Suncheon Art Platform - Competition Entry
The proposed scheme pays homage to the forgotten traces of historic urban fabric and architectural remnants that once existed on the site; reinstating old routes through the site and acknowledging the prominence of the long disappeared castle wall, now echoed in the fragmented blocks of the new development.
The scheme has been developed with a strong focus on venerating the hidden history of the site, the creation of natural landscaping to promote biodiversity and ecological awareness and the drive to create rewarding and distinctive architectural experiences.
The architectural form of the development has been derived from the irregularity of the stone coursing evident in the old castle wall; individual blocks have been split irregularly, and scattered along the old traces. Pushing these blocks from their original location to add prominence to the old routes left heavy gouges in the landscape, filled with water these gouges have taken on the form of landscaped ponds, which now reflect the new walls and walkways.
The new routes introduced to the site have been lightly overlaid at an elevated level; the first of the routes runs in a North-South direction linking the Pal Ma Bi Square in the North via a dramatic walkway crossing the Sunken Garden to the new Yeonja-Ru in the South where visitors can find a viewing terrace open to all directions.
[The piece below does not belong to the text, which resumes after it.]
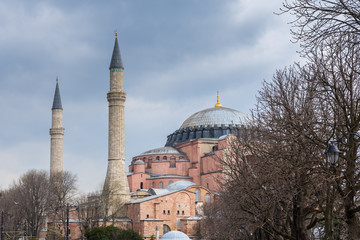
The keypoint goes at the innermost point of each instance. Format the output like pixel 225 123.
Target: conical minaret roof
pixel 57 99
pixel 116 61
The second route running West-East forms the central axis for the core scheme, linking the Art Core block to the West and “Street of Fashion” to the East at an urban scale. The route overlooks the New City Wetland Park to the North of the site and the Public Promenade with New Yeonja-Ru to the South while also providing an outdoor exhibition area.
The re-imagined Yeonja-Ru with its vertically louvered top floor is reminiscent of the grooves in the traditional roof, with its terrace open to all four direction inheriting the spatial permeability of the traditional post-lintel structure. Offering a possible future extension of its pedestrian bridge from the terrace to the southern side of the river, the North-South elevated axis could become a new urban corridor to revitalise the central area of this historic city.